Audi's 4.2 V8

>Do you know
I wouldnt, and I wouldnt hazard a guess when seeing two identically looking replacement parts. Part A that came from the storage room is of the older design, or part B is from same storage room manufactured later, when issue has been fixed (material slightly changed).

t. not an mechanic or expert on manufactured parts difference throughout the model years

Most likely the replacement OEM part will have just as a longetivity as the original part.

LMAO

OP here. Just chatted with a service rep from my local Audi dealer's website. Here's what wisdom he had to share:

"I was advised that the timing chain for your vehicle's engine would cost $17,500 they would have to drop the engine and separate it from transmission and this service needs to get done every 100k miles."

Fuck. That.

/thread

I knew it was bad, but that is BAD

Figures, the parts alone cost 3k. An independent shop would still charge like 10k for the whole thing.

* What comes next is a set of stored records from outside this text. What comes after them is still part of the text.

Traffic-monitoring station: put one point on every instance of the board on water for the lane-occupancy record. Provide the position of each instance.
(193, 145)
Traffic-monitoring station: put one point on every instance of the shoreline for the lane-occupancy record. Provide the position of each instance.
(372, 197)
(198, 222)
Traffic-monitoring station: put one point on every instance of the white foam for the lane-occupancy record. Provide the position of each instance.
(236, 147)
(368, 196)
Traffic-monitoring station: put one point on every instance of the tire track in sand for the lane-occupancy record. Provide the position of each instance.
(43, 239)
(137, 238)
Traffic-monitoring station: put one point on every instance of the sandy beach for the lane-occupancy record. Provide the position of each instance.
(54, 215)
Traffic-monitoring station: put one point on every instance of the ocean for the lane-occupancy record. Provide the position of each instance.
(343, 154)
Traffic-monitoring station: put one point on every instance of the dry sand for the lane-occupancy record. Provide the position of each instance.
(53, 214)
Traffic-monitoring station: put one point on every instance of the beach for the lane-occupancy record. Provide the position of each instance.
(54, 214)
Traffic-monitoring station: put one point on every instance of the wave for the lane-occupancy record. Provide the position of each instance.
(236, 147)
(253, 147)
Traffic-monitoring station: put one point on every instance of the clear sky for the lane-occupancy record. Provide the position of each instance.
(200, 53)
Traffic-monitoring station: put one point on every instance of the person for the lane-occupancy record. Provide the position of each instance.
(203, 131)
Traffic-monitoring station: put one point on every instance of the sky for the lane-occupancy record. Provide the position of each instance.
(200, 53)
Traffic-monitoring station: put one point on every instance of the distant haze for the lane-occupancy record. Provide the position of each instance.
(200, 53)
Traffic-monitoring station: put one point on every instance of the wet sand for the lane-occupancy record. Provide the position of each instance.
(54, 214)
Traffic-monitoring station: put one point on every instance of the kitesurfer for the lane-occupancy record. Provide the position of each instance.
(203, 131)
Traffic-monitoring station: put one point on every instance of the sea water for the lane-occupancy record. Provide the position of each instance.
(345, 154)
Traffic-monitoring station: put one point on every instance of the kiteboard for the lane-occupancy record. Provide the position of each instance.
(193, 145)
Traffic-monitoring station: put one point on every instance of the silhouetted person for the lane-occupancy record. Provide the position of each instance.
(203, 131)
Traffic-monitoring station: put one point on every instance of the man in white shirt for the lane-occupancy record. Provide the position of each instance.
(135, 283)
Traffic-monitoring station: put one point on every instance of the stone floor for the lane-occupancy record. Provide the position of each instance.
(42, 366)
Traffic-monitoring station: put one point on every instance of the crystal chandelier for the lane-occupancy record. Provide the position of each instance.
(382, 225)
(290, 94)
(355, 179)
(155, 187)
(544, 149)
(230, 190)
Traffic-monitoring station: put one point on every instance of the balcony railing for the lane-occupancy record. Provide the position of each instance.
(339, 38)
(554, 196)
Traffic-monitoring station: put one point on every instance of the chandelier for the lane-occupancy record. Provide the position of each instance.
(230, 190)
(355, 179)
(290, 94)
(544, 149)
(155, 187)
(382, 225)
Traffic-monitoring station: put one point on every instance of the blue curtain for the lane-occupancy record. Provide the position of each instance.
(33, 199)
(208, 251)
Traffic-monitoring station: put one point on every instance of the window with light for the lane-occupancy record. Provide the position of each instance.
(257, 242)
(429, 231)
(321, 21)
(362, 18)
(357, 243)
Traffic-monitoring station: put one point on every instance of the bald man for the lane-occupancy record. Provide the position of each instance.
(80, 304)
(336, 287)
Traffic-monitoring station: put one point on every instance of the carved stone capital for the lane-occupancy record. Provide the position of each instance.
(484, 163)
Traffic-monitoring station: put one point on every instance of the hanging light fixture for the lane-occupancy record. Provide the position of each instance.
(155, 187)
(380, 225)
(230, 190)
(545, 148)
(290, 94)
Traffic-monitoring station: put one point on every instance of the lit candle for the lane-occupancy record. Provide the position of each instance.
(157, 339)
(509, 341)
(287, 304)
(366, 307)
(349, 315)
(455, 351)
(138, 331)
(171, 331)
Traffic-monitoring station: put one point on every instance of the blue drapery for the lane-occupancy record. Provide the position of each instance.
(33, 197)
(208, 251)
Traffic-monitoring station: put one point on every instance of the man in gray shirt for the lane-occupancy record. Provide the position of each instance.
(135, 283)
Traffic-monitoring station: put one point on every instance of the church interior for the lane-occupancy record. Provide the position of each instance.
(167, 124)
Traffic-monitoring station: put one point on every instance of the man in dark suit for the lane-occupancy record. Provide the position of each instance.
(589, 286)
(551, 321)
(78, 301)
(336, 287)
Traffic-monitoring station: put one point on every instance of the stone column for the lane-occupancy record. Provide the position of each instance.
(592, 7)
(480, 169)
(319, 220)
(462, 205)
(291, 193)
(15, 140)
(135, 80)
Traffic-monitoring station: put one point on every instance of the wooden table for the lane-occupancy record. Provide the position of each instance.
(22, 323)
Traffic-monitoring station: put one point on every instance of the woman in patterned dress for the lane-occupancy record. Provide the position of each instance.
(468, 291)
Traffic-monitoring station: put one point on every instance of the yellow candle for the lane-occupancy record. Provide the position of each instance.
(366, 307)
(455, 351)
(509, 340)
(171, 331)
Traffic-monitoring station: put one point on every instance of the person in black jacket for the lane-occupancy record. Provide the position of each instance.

On a side note, the RS4/R8 engine is very similar but doesn't seem to have the same problems, it's only on the 340hp engines.

Wait until they depreciate, they said.
Buy a sports car for third of the price, they said.
>17k
tip top kekkeroni

Makes me wonder what guys do when they buy this car without doing research, stumble upon said problem(s), then get that bill and start panicking.

Of course the instinct would be to just dump it on some other poor fuck, but how noticeable are the symptoms?

A rumbling noise coming from the back of the engine, like balls in a ball pit, is usually the first sign.
Then it gets progressively worse, misfires, going into limp mode, and finally (when the timing gets knocked completely out of whack) bent valves/grenaded engine.

Just get an IS F. Luxury/performance. No bullshit. Good to go.

This. You also get the benefit of not having the engine in an utterly retarded location.

Only bad thing I've heard about these is they go through the factory brakes at a ridiculous rate. Replacing with aftermarket should do the trick.